Gustave Caillebotte, Raboteurs de parquet, 1875
huile sur toile • 102 x 147 cm • Coll. musée d'Orsay, Paris
Gustave Caillebotte, Raboteurs de parquet (détail), 1875
De modestes travailleurs
Des Glaneuses de Jean-François Millet (1857), Les Casseurs de pierres de Gustave Courbet (1849)… Si les artistes s’étaient déjà attachés à représenter les paysans et les ouvriers des campagnes à la tâche, peu sont les peintres, en ce dernier tiers du XIXe siècle, à avoir posé leur regard sur les modestes travailleurs des villes. C’est précisément ce que fait ici Caillebotte, tout en se gardant bien de livrer au spectateur un quelconque discours social ou une morale politique. Dépourvue de tout commentaire, sa peinture montre simplement, avec un réalisme quasi documentaire, la réalité des petites gens de Paris.
huile sur toile • 102 x 147 cm • Coll. musée d'Orsay, Paris
Gustave Caillebotte, Raboteurs de parquet (détail), 1875
Un réalisme cru
Présentée au Salon officiel de 1875, la toile est refusée par le jury. En cause ? Son réalisme cru. Certains critiques jugent même le sujet « vulgaire ». Un an plus tard, Gustave Caillebotte présente sa toile à la deuxième exposition impressionniste où elle est exposée au côté des premières Repasseuses d’Edgar Degas. Son accueil est mitigé : si certains louent sa modernité, d’autres se montrent moins dithyrambiques. C’est le cas d’Émile Zola, qui reproche à l’artiste, issu d’un milieu aisé, une approche qu’il juge bourgeoise : « M.Caillebotte a des Raboteurs de parquet d’un relief étonnant. Seulement, c’est là de la peinture bien anti-artistique, une peinture propre, une glace, bourgeoise à force d’exactitude. »

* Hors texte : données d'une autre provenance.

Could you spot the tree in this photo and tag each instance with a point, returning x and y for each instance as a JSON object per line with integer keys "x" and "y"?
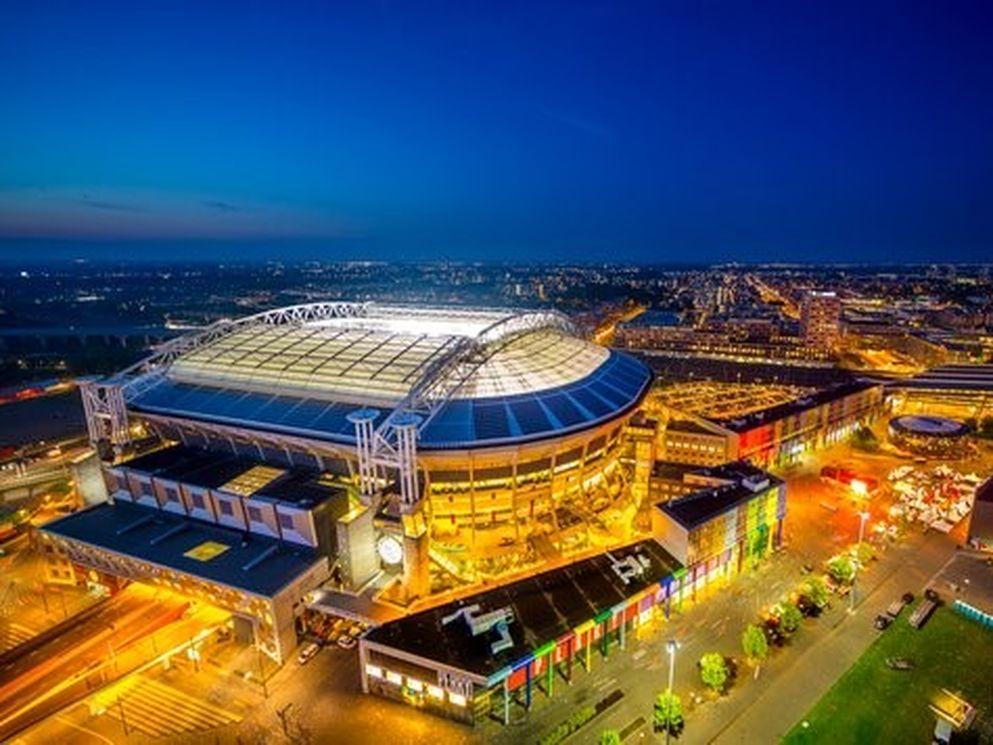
{"x": 668, "y": 714}
{"x": 841, "y": 569}
{"x": 865, "y": 439}
{"x": 816, "y": 591}
{"x": 714, "y": 671}
{"x": 864, "y": 553}
{"x": 789, "y": 617}
{"x": 754, "y": 644}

huile sur toile • 102 x 147 cm • Coll. musée d'Orsay, Paris
Gustave Caillebotte, Raboteurs de parquet (détail), 1875
L’héritage académique
Peintre de la vie moderne, Caillebotte n’en demeure pas moins attaché à un certain académisme, hérité de son apprentissage auprès du peintre Léon Bonnat. D’abord, pour composer son tableau, l’artiste s’est consacré à l’étude minutieuse de son sujet, dessinant préalablement chacun de ses motifs, avant de les reporter minutieusement au carreau sur la toile. Ensuite, la perspective, qui suit l’alignement des planches de parquet, éclairées par la lumière rasante qui s’engouffre par la fenêtre, est parfaitement traditionnelle. Quant aux torses des ouvriers, aux muscles parfaitement dessinés, ils évoquent l’anatomie des héros antiques.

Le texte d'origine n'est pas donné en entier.